Density, poverty keep Los Angeles struggling against coronavirus
LOS ANGELES — While most of California welcomed more places to eat, shop and play this holiday weekend, Los Angeles did not join the party.
The nation’s most populous county is not planning to reopen more widely until the next summer holiday, July 4th, because it has a disproportionately large share of the state's coronavirus cases and can't meet even new, relaxed state standards for allowing additional businesses and recreational activities.
Los Angeles County, with a quarter of the state’s nearly 40 million residents, accounts for nearly half of its COVID-19 cases, and more than 55% of the state’s more than 3,600 deaths.
In recent days, death and hospitalization trends have improved, but on Friday the White House coronavirus response coordinator named LA as a region where spread of the virus is a concern. Dr. Deborah Birx asked the Centers for Disease Control and Prevention to help look into the source of new cases to help prevent future outbreaks.

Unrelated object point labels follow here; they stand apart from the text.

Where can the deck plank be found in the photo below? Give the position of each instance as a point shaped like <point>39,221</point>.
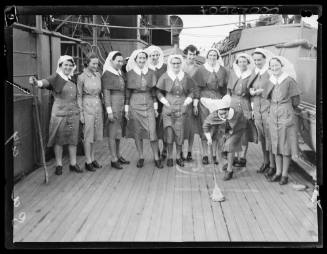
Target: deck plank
<point>165,223</point>
<point>162,205</point>
<point>158,208</point>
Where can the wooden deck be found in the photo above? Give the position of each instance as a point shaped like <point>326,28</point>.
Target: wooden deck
<point>171,204</point>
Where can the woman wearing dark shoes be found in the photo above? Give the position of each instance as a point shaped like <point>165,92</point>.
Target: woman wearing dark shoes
<point>192,124</point>
<point>178,88</point>
<point>65,114</point>
<point>156,63</point>
<point>284,96</point>
<point>258,82</point>
<point>89,102</point>
<point>233,123</point>
<point>240,100</point>
<point>114,89</point>
<point>143,106</point>
<point>211,80</point>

Los Angeles is among a small number of California's 58 counties that either have not sufficiently contained the virus to reopen more activities and commerce or, in the case of several San Francisco Bay Area counties, have chosen to move more slowly.
Density is at the heart of LA's problem — in nursing homes that have recorded about half the county's deaths and in some of the nation's most tightly packed poor neighborhoods where Latino and African-Americans suffer a disproportionate number of infections and deaths.
Unlike compact New York City, which has been the nation’s coronavirus epicenter, Los Angeles and the surrounding county sprawl into suburbia and many communities of single-family homes. That lack of density, highest in wealthy areas, and reliance on cars as the main way to get around serve as shields from the virus.
But many in large inner-city swaths live an opposite reality. Multiple generations sometimes share an apartment. Essential low-wage workers don't have the luxury to telecommute. Grocery stores and pharmacies are scarce and fewer people with cars means more rely on buses, rail, bicycles or getting a ride, all situations where they often can’t adequately separate themselves from others.
A study released Wednesday by the University of California, Los Angeles, found 40% of black people and Latinos reside in neighborhoods where those living conditions make them more susceptible to getting infected or transmitting the virus.
“It just builds on the vulnerability of these residents and of these ethnic enclaves," said Sonja Diaz, co-author of the report and director of the UCLA Latino Policy & Politics Initiative. “They’re least equipped to deal with this virus because now they live in neighborhoods where they can’t stay at home and practice physical distancing, they’re hardest hit economically and then they’re not getting relief and recovery benefits."
Jesus Ramirez spent the past two months hunkered down in a one-bedroom apartment with his parents and brother in South Los Angeles, where the UCLA study highlighted 12 of the 15 neighborhoods most at risk.
Neighbors haven't always kept their distance when retrieving mail, and many didn't follow the city's now mandatory mask policy. Unlike parts of town where people could get outside for exercise, Ramirez didn't feel safe going to nearby Martin Luther King Jr. Park because it is dominated by gang members, prostitutes and homeless people.
Ramirez was driving to a fine-dining restaurant where he was cooking meals for takeout and for hospice patients. He planned to pick up a coworker to help the colleague avoid the risk of infection on a bus.